Note: because there are three doses and a T-test only compare two sample means, we had to run three t-tests, one for each pair of compared doses (dplyr was use to filter the doses).
boxplot(ToothGrowth$len ~ ToothGrowth$dose, main="Comparing Tooth Length Across Three Doses", xlab="Doses", ylab="Tooth Length")
library(dplyr)
##
## Attaching package: 'dplyr'
##
## The following object is masked from 'package:stats':
##
## filter
##
## The following objects are masked from 'package:base':
##
## intersect, setdiff, setequal, union
data <- tbl_df(ToothGrowth)
data_dose.5v1 <- filter(data, dose==0.5 | dose==1.0)
t.test(data_dose.5v1$len ~ data_dose.5v1$dose)
##
## Welch Two Sample t-test
##
## data: data_dose.5v1$len by data_dose.5v1$dose
## t = -6.4766, df = 37.986, p-value = 1.268e-07
## alternative hypothesis: true difference in means is not equal to 0
## 95 percent confidence interval:
## -11.983781 -6.276219
## sample estimates:
## mean in group 0.5 mean in group 1
## 10.605 19.735
data_dose1v2 <- filter(data, dose==1.0 | dose==2.0)

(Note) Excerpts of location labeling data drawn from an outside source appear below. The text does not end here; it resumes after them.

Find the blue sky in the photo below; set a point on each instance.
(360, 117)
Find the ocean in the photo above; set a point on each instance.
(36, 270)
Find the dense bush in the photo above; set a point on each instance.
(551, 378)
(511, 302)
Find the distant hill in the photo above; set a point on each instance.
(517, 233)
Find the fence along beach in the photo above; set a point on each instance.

t.test(data_dose1v2$len ~ data_dose1v2$dose)
##
## Welch Two Sample t-test
##
## data: data_dose1v2$len by data_dose1v2$dose
## t = -4.9005, df = 37.101, p-value = 1.906e-05
## alternative hypothesis: true difference in means is not equal to 0
## 95 percent confidence interval:
## -8.996481 -3.733519
## sample estimates:
## mean in group 1 mean in group 2
## 19.735 26.100
data_dose.5v2 <- filter(data, dose==0.5 | dose==2.0)
t.test(data_dose.5v2$len ~ data_dose.5v2$dose)
##
## Welch Two Sample t-test
##
## data: data_dose.5v2$len by data_dose.5v2$dose
## t = -11.799, df = 36.883, p-value = 4.398e-14
## alternative hypothesis: true difference in means is not equal to 0
## 95 percent confidence interval:
## -18.15617 -12.83383
## sample estimates:
## mean in group 0.5 mean in group 2
## 10.605 26.100
The assumptions needed these conclusions above is that the variables are independent between the different compared groups (ie not matched) and the data distribution of the compared variable is normal.